Miscellaneous

Miscellaneous

LLM API Cost Breakdown: Claude, Gemini & OpenAI Compared

Every developer building with LLMs learns the same lesson sooner or later: your first cost estimate is wrong. Not because the per-token prices are hard to find, but because the number of tokens you actually send per request - once you factor in conversation history, context, retrieved documents, and system prompts - is much larger than the number of tokens in the user's message.

This guide breaks down the current API pricing for Anthropic (Claude), Google (Gemini), and OpenAI (GPT-4.1), covers the cost levers that actually move the needle in production, and - because it is the piece most pricing guides skip entirely - shows how your memory architecture determines whether your LLM costs are sustainable or not.

If you want to run the numbers on your own usage, Mem0's LLM cost calculator lets you model token costs across models and see the impact of memory-based context management on your actual bill.

What You Are Actually Paying For

Before the model comparison, it helps to be precise about what tokens cost.

Every LLM API charges separately for input tokens (everything you send to the model: the system prompt, conversation history, retrieved context, user message) and output tokens (what the model generates). Input and output rates are different - usually output is 3 to 5 times more expensive per token because generation is computationally more intensive than processing.

A token is roughly 0.75 words or 4 characters in English text. A typical short user message is 50-150 tokens. A system prompt for a production agent might be 500-2,000 tokens. If you are sending the last 20 conversation turns as history, that is another 3,000-10,000 tokens. The tokens add up fast, and every request pays for the full input total.

This is why the choice between context-stuffing and selective memory retrieval is not just an architecture decision. It is a cost decision.

Claude API Pricing (Anthropic) - March 2026

Anthropic's current production lineup has three tiers, each with a distinct performance-to-cost profile:

Model

Input (per 1M tokens)

Output (per 1M tokens)

Context Window

Claude Opus 4.6

$5.00

$25.00

200K standard / 1M extended

Claude Sonnet 4.6

$3.00 (≤200K) / $6.00 (>200K)

$15.00 (≤200K) / $22.50 (>200K)

200K standard / 1M extended

Claude Haiku 4.5

$1.00

$5.00

200K

Batch API: 50% discount across all models for asynchronous workloads.

Prompt caching: Cache writes at 1.25x the base input price for a 5-minute cache, 2x for a 1-hour cache. Cache reads at 0.1x the base input price. For any system prompt or retrieved context that appears in multiple requests, caching is one of the most effective cost levers available.

Sonnet 4.6 is the model most production teams are defaulting to: it has the reasoning capability of a frontier model at a price point that scales. Haiku 4.5 is the right choice for high-throughput, low-latency use cases like classification, extraction, or short-turn conversational tasks where cost-per-call matters more than raw reasoning depth.

For a full breakdown of Claude-specific pricing tiers, Mem0's Anthropic Claude pricing guide covers the model generations in detail.

Gemini API Pricing (Google) - March 2026

Google's Gemini 2.5 lineup has a clear value advantage at scale, particularly for input-heavy workloads:

Model

Input (per 1M tokens)

Output (per 1M tokens)

Context Window

Gemini 2.5 Pro

$1.25 (≤200K) / $2.50 (>200K)

$10.00

1M tokens

Gemini 2.5 Flash

$0.30

$2.50

1M tokens

Batch API: 50% discount for asynchronous workloads, bringing Gemini 2.5 Pro to $0.625/$5.00 per million tokens.

Context caching: Up to 90% reduction on cached input tokens, making Gemini particularly cost-effective for applications that repeatedly send the same system context, documents, or retrieved knowledge to the model.

Gemini 2.5 Flash's pricing - $0.30 per million input tokens with flat pricing across its full 1M token context window - makes it the strongest option for volume-sensitive applications.
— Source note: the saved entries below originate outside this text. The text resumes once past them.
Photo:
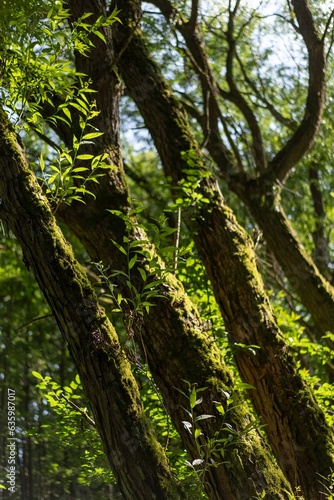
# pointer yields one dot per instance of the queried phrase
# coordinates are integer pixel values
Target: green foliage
(312, 357)
(73, 425)
(64, 177)
(212, 451)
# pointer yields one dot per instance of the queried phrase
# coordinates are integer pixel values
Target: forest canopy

You get a large context window at a price that does not scale with context length.

Gemini 2.5 Pro's 1M token context window with the tiered pricing structure (doubling above 200K tokens) matters: at scale, requests that routinely exceed 200K tokens become expensive quickly. The argument for long-context approaches being "simpler" breaks down at the cost level well before it breaks down architecturally.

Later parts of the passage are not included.